Mainland Chinese blue chips gained 1.5%, adding
to a 4.3% jump in the prior session. Hong Kong's Hang Seng
climbed 0.7%, adding to Tuesday's 4.1% surge.
While market players welcomed the stimulus, some analysts say
the PBOC's policy weapons don't have the key enemy to economic
growth in their line of sight: persistently weak consumer
demand.
"It's still short of that necessary to really handle the
broad imbalances of the dampening down of domestic demand in
China," Lombard Odier's Chaar said of the measures.
The strong start for Chinese stocks briefly invigorated other
regional indexes, but those gains soon fizzled. MSCI's broadest
index of Asia-Pacific shares outside Japan
gained 0.4%.
"The debate remains intense on whether there are legs to
this rally, though the desk is seeing investors opting to
buy/short cover first and ask questions later," UBS analysts
wrote in a note to clients.
Brent crude futures slipped 0.7% to $74.65 a
barrel, not far from Tuesday's high of $75.87, a level
previously not seen since early September.
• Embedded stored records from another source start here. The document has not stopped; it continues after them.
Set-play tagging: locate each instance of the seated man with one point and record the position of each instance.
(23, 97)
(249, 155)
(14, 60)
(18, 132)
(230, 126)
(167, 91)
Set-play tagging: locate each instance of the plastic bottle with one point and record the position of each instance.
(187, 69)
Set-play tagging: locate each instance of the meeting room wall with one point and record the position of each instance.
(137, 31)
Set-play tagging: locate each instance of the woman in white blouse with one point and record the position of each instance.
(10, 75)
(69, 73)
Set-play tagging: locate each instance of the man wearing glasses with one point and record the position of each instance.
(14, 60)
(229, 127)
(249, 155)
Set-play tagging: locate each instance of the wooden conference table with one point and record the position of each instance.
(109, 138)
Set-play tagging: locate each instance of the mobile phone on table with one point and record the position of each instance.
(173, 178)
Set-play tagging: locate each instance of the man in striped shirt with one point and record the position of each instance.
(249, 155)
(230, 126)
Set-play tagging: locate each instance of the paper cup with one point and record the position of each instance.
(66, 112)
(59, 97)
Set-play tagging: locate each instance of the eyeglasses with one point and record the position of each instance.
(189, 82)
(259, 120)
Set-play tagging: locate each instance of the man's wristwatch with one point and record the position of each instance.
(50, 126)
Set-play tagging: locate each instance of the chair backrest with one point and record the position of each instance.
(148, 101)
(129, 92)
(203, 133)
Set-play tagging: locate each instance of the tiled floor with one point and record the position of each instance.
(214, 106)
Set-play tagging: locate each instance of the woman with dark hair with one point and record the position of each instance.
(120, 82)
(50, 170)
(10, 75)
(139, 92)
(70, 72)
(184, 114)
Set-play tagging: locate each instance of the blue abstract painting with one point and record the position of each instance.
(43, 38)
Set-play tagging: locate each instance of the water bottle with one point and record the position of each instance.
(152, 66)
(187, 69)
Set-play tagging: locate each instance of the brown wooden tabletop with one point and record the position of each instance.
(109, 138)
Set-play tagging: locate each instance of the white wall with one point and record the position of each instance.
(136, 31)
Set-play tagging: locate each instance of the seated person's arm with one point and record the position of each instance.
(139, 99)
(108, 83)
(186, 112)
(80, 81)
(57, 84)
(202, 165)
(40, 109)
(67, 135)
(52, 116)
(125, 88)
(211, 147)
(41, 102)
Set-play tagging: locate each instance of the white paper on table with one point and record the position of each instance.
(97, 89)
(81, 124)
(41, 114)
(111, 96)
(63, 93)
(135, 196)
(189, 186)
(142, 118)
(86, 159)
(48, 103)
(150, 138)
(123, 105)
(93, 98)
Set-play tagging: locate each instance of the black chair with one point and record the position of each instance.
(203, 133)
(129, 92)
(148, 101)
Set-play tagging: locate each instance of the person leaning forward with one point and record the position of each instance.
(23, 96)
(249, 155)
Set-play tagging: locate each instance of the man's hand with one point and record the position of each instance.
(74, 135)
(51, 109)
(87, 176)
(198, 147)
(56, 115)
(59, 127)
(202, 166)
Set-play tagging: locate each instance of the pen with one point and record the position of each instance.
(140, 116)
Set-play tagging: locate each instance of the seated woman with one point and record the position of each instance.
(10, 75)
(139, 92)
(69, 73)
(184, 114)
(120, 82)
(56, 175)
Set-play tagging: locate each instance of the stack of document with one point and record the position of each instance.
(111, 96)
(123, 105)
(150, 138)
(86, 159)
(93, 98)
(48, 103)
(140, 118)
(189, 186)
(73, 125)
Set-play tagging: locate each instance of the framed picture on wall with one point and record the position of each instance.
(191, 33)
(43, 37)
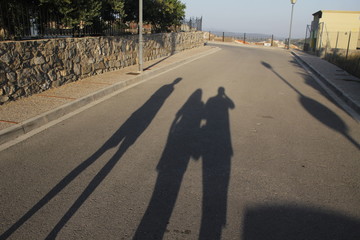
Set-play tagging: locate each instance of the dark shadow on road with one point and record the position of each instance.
(124, 137)
(217, 153)
(182, 144)
(186, 140)
(292, 222)
(319, 111)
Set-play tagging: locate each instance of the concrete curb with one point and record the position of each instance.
(340, 93)
(31, 124)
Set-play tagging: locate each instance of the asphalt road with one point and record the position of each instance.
(241, 144)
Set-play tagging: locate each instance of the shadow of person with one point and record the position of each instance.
(319, 111)
(294, 222)
(126, 135)
(180, 147)
(217, 153)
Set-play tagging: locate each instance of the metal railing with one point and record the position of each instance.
(192, 24)
(18, 22)
(246, 38)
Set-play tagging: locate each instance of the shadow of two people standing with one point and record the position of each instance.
(188, 139)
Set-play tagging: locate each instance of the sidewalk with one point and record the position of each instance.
(26, 114)
(344, 85)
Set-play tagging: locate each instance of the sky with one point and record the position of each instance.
(262, 16)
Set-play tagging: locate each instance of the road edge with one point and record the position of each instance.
(9, 135)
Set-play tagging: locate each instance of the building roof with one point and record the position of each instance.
(319, 13)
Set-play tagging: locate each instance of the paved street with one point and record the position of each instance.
(240, 144)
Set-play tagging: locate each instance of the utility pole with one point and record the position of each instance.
(140, 36)
(292, 12)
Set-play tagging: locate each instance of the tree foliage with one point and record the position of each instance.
(77, 14)
(160, 13)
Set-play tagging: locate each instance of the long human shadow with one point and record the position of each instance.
(318, 110)
(183, 143)
(126, 135)
(217, 152)
(294, 222)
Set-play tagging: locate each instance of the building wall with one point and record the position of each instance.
(28, 67)
(337, 29)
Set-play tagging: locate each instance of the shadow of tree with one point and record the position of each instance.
(319, 111)
(124, 137)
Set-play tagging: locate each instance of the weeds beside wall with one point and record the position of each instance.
(28, 67)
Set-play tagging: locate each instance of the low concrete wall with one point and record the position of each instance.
(28, 67)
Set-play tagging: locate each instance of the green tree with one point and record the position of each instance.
(162, 14)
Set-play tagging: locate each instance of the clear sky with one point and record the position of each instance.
(262, 16)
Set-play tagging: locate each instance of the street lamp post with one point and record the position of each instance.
(292, 12)
(140, 36)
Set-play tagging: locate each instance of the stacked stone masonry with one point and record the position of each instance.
(28, 67)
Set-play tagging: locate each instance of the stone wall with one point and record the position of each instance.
(28, 67)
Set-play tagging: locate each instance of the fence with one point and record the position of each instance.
(339, 48)
(246, 38)
(192, 24)
(20, 22)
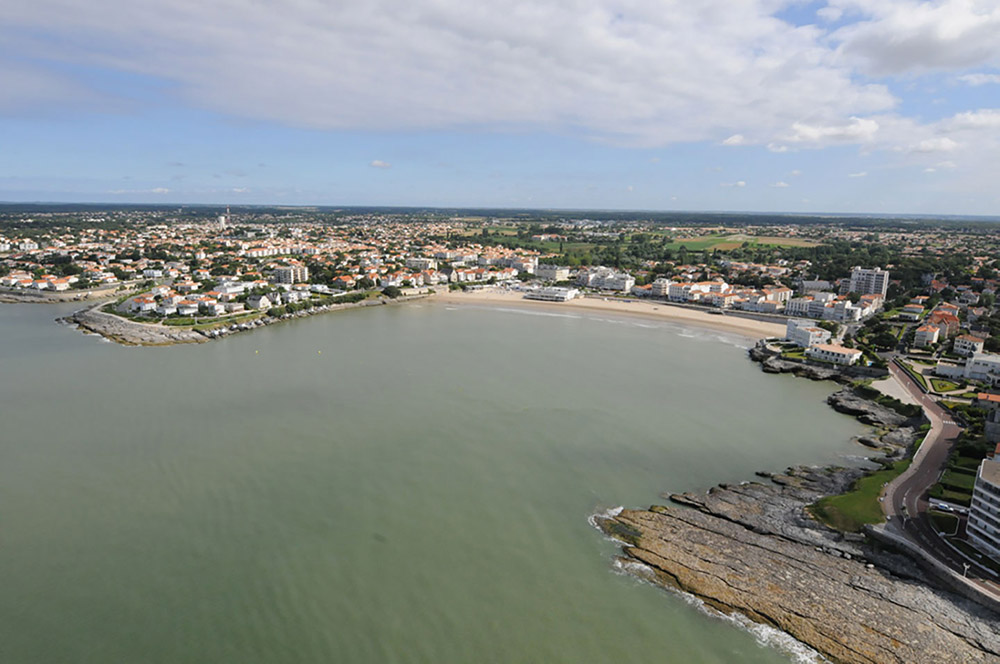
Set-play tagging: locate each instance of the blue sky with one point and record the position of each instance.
(887, 106)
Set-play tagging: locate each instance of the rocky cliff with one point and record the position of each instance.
(752, 549)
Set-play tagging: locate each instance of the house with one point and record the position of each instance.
(142, 304)
(834, 353)
(926, 335)
(187, 308)
(805, 333)
(984, 367)
(968, 345)
(259, 302)
(911, 312)
(948, 322)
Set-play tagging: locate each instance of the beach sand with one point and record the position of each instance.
(659, 311)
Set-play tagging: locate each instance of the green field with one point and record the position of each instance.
(946, 524)
(851, 511)
(941, 385)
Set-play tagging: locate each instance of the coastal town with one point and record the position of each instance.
(904, 317)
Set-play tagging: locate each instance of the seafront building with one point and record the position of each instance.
(869, 281)
(983, 529)
(984, 367)
(834, 353)
(552, 294)
(295, 274)
(803, 333)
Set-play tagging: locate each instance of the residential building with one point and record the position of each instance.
(292, 274)
(967, 345)
(983, 528)
(926, 335)
(552, 294)
(864, 281)
(552, 272)
(834, 353)
(805, 334)
(984, 367)
(605, 278)
(660, 287)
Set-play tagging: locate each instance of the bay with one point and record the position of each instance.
(399, 484)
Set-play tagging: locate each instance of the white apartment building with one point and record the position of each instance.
(804, 333)
(660, 287)
(293, 274)
(984, 367)
(552, 272)
(865, 281)
(552, 294)
(421, 263)
(926, 335)
(983, 528)
(834, 353)
(968, 345)
(605, 278)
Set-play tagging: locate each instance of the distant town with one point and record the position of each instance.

U.S. West Texas Intermediate crude slipped 0.8% to
$71.01 per barrel.
DOLLAR ON THE BACK FOOT
Overall, the dollar stayed on the back foot.
After China's stimulus, the yuan strengthened to a 16-month
high, crossing the key 7-per-dollar level in offshore trading
before retreating to 7.0173 per dollar.
The euro added 0.1% to $1.1187 after earlier
pushing as far as $1.1199 for the first time since Aug. 26.
The Japanese yen was steady at 143.23 per dollar,
after earlier flipping between moderate gains and losses.
Sterling slipped against the dollar, retreating from a
two-and-a-half-year peak, as investors turn their focus to next
month's British budget and the Bank of England's interest rate
decision due eight days afterwards.
The pound fell 0.3% to $1.3372, marking a break after five
consecutive days of gains.
Meanwhile, Australia's dollar initially scaled its
highest since February of last year at $0.6908 but then slipped
back to sit at $0.68805 after inflation figures showed some
cooling, potentially setting up an earlier rate cut by the
central bank.
"The fall in the underlying measures of inflation is an
unexpected and welcomed surprise," said Tony Sycamore, an
analyst at IG, a brokerage.
Gold marked a new record peak at $2,670.43.